Painting requires paying close attention to detail, so you must get into a flow to make any progress. The watercolor painting of the cow on the cover of the book took 15 tries (which is the point of the book and why the cow is on the cover!). I loved the fact I had zero expectations in terms of being “good” at it, and the amateur nature of it made it a lot more fun than writing. The writing came later; I did dozens of paintings before I felt inspired to pen a few flash essays in response to the artwork. I suggest taking up some sort of hands-on artwork for anyone at any level with or without skill!

What’s lost when we stop trying to create?

An inner life and capacity to reflect and process your life, which is fundamental to a functioning adult and, for that matter, a functioning democracy. I attended a concert fundraiser for the people in Ukraine recently, and I was so moved to see the people in the audience singing their national anthem, reading their favorite Ukrainian authors. They were weeping. Their culture lies in their souls and allows them to remain connected to their war-torn land. I don’t even like using the words “the arts,” because that feels too much like a category. I’m talking about the foundation of our humanity.

What’s next for you?

I want to use the book as a tool to run workshops that I’ll probably call “Come to Your Senses,” because I will use interactive exercises, such as asking participants to smell bags of various spices, free-associate memories, and then share some of them. I want to help people return to a more whimsical, flowing part of themselves, and then show how that’s tied to having an inner life and the capacity for reflection.

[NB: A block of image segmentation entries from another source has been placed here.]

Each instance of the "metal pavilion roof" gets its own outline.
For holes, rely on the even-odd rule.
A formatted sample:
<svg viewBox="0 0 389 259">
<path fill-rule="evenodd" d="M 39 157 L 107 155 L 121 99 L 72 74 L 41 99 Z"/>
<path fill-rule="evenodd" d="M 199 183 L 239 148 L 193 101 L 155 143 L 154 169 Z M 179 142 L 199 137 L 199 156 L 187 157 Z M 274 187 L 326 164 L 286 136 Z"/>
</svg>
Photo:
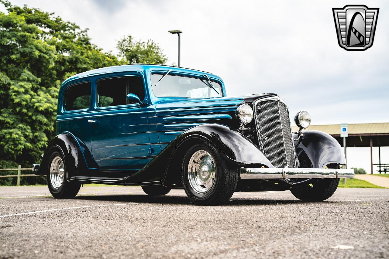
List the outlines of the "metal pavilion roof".
<svg viewBox="0 0 389 259">
<path fill-rule="evenodd" d="M 292 129 L 294 131 L 298 130 L 297 126 L 293 126 Z M 307 129 L 319 130 L 334 136 L 340 135 L 340 124 L 311 125 Z M 389 122 L 349 124 L 349 135 L 361 136 L 389 135 Z"/>
</svg>

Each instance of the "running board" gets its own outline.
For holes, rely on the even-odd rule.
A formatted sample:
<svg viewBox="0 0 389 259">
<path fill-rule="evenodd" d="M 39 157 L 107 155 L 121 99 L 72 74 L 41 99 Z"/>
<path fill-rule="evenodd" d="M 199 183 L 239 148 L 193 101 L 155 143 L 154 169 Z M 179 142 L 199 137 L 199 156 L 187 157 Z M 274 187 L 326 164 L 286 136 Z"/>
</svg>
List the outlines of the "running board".
<svg viewBox="0 0 389 259">
<path fill-rule="evenodd" d="M 73 176 L 70 177 L 70 182 L 77 182 L 84 184 L 114 184 L 125 185 L 127 177 L 120 178 L 110 177 L 92 177 L 89 176 Z"/>
<path fill-rule="evenodd" d="M 241 179 L 354 178 L 353 169 L 320 168 L 240 168 Z"/>
</svg>

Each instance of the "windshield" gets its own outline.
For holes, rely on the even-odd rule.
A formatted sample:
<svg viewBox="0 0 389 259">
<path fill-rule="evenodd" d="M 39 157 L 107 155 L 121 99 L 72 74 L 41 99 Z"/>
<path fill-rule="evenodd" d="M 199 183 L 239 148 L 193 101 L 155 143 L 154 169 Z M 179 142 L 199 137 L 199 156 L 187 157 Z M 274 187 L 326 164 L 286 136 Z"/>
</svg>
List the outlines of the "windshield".
<svg viewBox="0 0 389 259">
<path fill-rule="evenodd" d="M 208 79 L 168 75 L 156 84 L 164 74 L 153 74 L 150 77 L 152 92 L 158 97 L 175 97 L 187 98 L 210 98 L 223 96 L 221 86 L 212 81 L 216 91 L 209 86 Z"/>
</svg>

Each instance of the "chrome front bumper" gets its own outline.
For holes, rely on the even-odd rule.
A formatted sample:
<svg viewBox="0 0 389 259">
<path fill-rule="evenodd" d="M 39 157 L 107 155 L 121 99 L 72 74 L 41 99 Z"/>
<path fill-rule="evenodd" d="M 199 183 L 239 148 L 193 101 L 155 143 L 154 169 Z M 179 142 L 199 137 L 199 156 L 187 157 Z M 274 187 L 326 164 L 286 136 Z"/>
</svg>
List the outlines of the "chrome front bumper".
<svg viewBox="0 0 389 259">
<path fill-rule="evenodd" d="M 354 178 L 353 169 L 320 168 L 240 168 L 241 179 Z"/>
</svg>

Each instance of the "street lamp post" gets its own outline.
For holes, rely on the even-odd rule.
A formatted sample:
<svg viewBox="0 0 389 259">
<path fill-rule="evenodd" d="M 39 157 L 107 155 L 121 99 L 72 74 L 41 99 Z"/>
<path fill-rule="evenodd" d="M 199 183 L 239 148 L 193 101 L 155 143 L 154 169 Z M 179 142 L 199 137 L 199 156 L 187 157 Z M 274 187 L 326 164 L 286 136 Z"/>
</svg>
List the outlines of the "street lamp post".
<svg viewBox="0 0 389 259">
<path fill-rule="evenodd" d="M 175 30 L 172 31 L 169 31 L 169 32 L 172 34 L 177 34 L 178 35 L 178 66 L 180 66 L 180 34 L 182 33 L 182 32 L 179 30 Z"/>
</svg>

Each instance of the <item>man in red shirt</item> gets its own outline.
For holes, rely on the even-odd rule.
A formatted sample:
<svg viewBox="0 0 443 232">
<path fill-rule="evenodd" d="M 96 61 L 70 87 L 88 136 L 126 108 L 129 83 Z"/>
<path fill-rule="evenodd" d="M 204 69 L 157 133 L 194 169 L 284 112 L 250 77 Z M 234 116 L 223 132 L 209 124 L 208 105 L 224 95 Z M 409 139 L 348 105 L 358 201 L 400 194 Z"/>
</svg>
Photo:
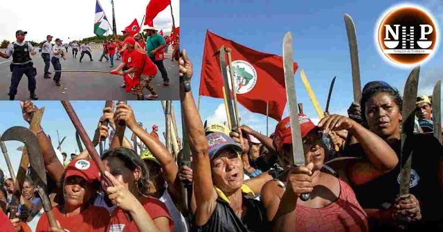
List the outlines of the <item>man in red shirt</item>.
<svg viewBox="0 0 443 232">
<path fill-rule="evenodd" d="M 103 59 L 103 57 L 106 58 L 106 61 L 109 61 L 109 59 L 108 58 L 108 43 L 106 41 L 106 40 L 103 41 L 103 54 L 102 54 L 102 56 L 100 57 L 99 61 L 101 62 L 102 60 Z"/>
<path fill-rule="evenodd" d="M 150 84 L 151 81 L 157 74 L 156 66 L 146 55 L 146 52 L 140 45 L 136 43 L 134 38 L 126 38 L 123 44 L 126 46 L 127 49 L 123 53 L 122 63 L 111 72 L 123 76 L 125 83 L 126 83 L 126 91 L 129 92 L 134 87 L 138 99 L 143 99 L 144 88 L 151 92 L 150 95 L 145 97 L 146 99 L 158 98 L 159 95 Z M 129 69 L 119 72 L 125 66 Z"/>
<path fill-rule="evenodd" d="M 106 209 L 90 204 L 100 188 L 98 168 L 93 162 L 76 160 L 69 163 L 63 179 L 63 197 L 53 207 L 54 217 L 63 229 L 69 231 L 105 231 L 110 216 Z M 46 213 L 38 224 L 36 231 L 49 231 L 51 225 Z"/>
<path fill-rule="evenodd" d="M 157 140 L 158 142 L 160 142 L 160 139 L 159 138 L 159 134 L 157 134 L 157 131 L 159 131 L 159 126 L 152 125 L 152 131 L 151 132 L 150 135 L 151 136 L 154 137 L 154 138 L 156 140 Z"/>
<path fill-rule="evenodd" d="M 112 39 L 109 39 L 107 44 L 108 55 L 109 55 L 109 68 L 114 67 L 114 56 L 116 55 L 116 44 Z"/>
</svg>

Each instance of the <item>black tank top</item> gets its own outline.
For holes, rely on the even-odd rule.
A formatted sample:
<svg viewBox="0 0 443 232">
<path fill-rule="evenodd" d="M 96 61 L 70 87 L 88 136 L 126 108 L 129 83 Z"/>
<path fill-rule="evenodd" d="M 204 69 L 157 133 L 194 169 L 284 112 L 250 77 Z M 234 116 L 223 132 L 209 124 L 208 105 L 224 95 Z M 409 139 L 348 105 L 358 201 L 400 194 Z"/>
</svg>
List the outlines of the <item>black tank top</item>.
<svg viewBox="0 0 443 232">
<path fill-rule="evenodd" d="M 194 226 L 192 231 L 198 232 L 252 232 L 270 231 L 271 224 L 267 221 L 266 210 L 262 202 L 243 197 L 246 208 L 246 215 L 239 218 L 229 204 L 223 199 L 217 199 L 217 205 L 208 222 L 201 226 Z"/>
</svg>

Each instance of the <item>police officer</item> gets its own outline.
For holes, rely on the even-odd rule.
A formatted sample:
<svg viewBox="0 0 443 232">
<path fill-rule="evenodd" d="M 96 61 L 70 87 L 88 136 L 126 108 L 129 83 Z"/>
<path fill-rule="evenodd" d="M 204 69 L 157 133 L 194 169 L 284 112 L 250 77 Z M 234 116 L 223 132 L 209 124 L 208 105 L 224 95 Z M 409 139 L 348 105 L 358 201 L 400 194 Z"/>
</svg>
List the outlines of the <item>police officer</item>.
<svg viewBox="0 0 443 232">
<path fill-rule="evenodd" d="M 30 93 L 29 97 L 33 100 L 38 99 L 34 93 L 36 86 L 35 75 L 37 74 L 37 70 L 34 68 L 33 60 L 29 55 L 30 52 L 32 55 L 35 55 L 36 52 L 30 43 L 24 41 L 26 34 L 28 34 L 27 32 L 21 30 L 15 32 L 17 41 L 12 42 L 8 46 L 6 53 L 0 52 L 0 57 L 5 59 L 8 59 L 12 56 L 12 63 L 10 64 L 12 75 L 8 93 L 10 100 L 14 100 L 17 94 L 17 88 L 24 74 L 28 77 L 28 89 Z"/>
<path fill-rule="evenodd" d="M 62 73 L 60 72 L 57 72 L 62 70 L 60 58 L 63 58 L 63 59 L 66 60 L 62 42 L 63 42 L 63 41 L 60 39 L 55 39 L 55 46 L 54 46 L 54 48 L 53 48 L 53 57 L 51 59 L 51 62 L 53 63 L 54 70 L 55 70 L 55 74 L 54 75 L 54 81 L 55 82 L 55 85 L 57 86 L 60 86 L 62 85 L 60 84 L 60 78 L 62 77 Z"/>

In some instances, I even hope to work with organizations devoted to improving public discourse, such as Braver Angels, which is the more serious point I come to at the end of the book. There’s a direct line between the huge decline in the capacity for free association/creativity and the rise in rigid thinking and toxic public discourse. The book has a whimsical look and feel to it — and it is those things — but it’s also the distillation of 30 years of my life as a creative writer and teacher of creative writing, and I feel we have reached a crisis point. I argue creative writers might very well be one of the best groups in society to lead us to new ways of being, thinking, and sharing.

Holly Smith is editor-in-chief of the Independent. She sweated bullets over — and eventually published — every piece she wrote for Mary Collins’ classes.